Machine Learning (ML) is increasingly used across many disciplines with impressive reported results across many domain areas. However, recent studies suggest that the published performance of ML models are often overoptimistic and not reflective of true accuracy were these models to be deployed. Validity concerns are underscored by findings of a concerning inverse relationship between sample size and reported accuracy in published ML models across several domains. This is in contrast with the theory of learning curves in ML, where we expect accuracy to improve or stay the same with increasing sample size. This paper investigates the factors contributing to overoptimistic accuracy reports in ML-based science, focusing on data leakage and publication bias. Our study introduces a novel stochastic model for observed accuracy, integrating parametric learning curves and the above biases. We then construct an estimator based on this model that corrects for these biases in observed data. Theoretical and empirical results demonstrate that this framework can estimate the underlying learning curve that gives rise to the observed overoptimistic results, thereby providing more realistic performance assessments of ML performance from a collection of published results. We apply the model to various meta-analyses in the digital health literature, including neuroimaging-based and speech-based classifications of several neurological conditions. Our results indicate prevalent overoptimism across these fields and we estimate the inherent limits of ML-based prediction in each domain.

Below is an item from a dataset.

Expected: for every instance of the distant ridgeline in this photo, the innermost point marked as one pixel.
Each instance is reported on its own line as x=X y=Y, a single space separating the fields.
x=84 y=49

翻译：机器学习（ML）正日益广泛地应用于众多学科领域，并在多个领域取得了令人瞩目的成果。然而，近期研究表明，已发表的机器学习模型性能往往过于乐观，并不能反映这些模型实际部署时的真实准确率。多个领域的研究发现，已发表机器学习模型的样本量与报告准确率之间存在令人担忧的负相关关系，这进一步凸显了其有效性隐患。这与机器学习中的学习曲线理论相悖——理论上我们预期准确率应随样本量增加而提升或保持稳定。本文研究了导致基于机器学习的科学研究中出现过度乐观准确率报告的因素，重点关注数据泄露和发表偏倚问题。本研究引入了一个新颖的观测准确率随机模型，该模型整合了参数化学习曲线与上述偏倚机制。基于此模型，我们构建了一个能够校正观测数据中这些偏倚的估计器。理论与实证结果表明，该框架能够估计产生观测到的过度乐观结果的基础学习曲线，从而通过已发表成果的集合为机器学习性能提供更现实的评估。我们将该模型应用于数字健康文献中的多项荟萃分析，包括基于神经影像和基于语音的多种神经系统疾病分类研究。研究结果表明这些领域普遍存在过度乐观现象，并据此估算了各领域中基于机器学习的预测所固有的性能上限。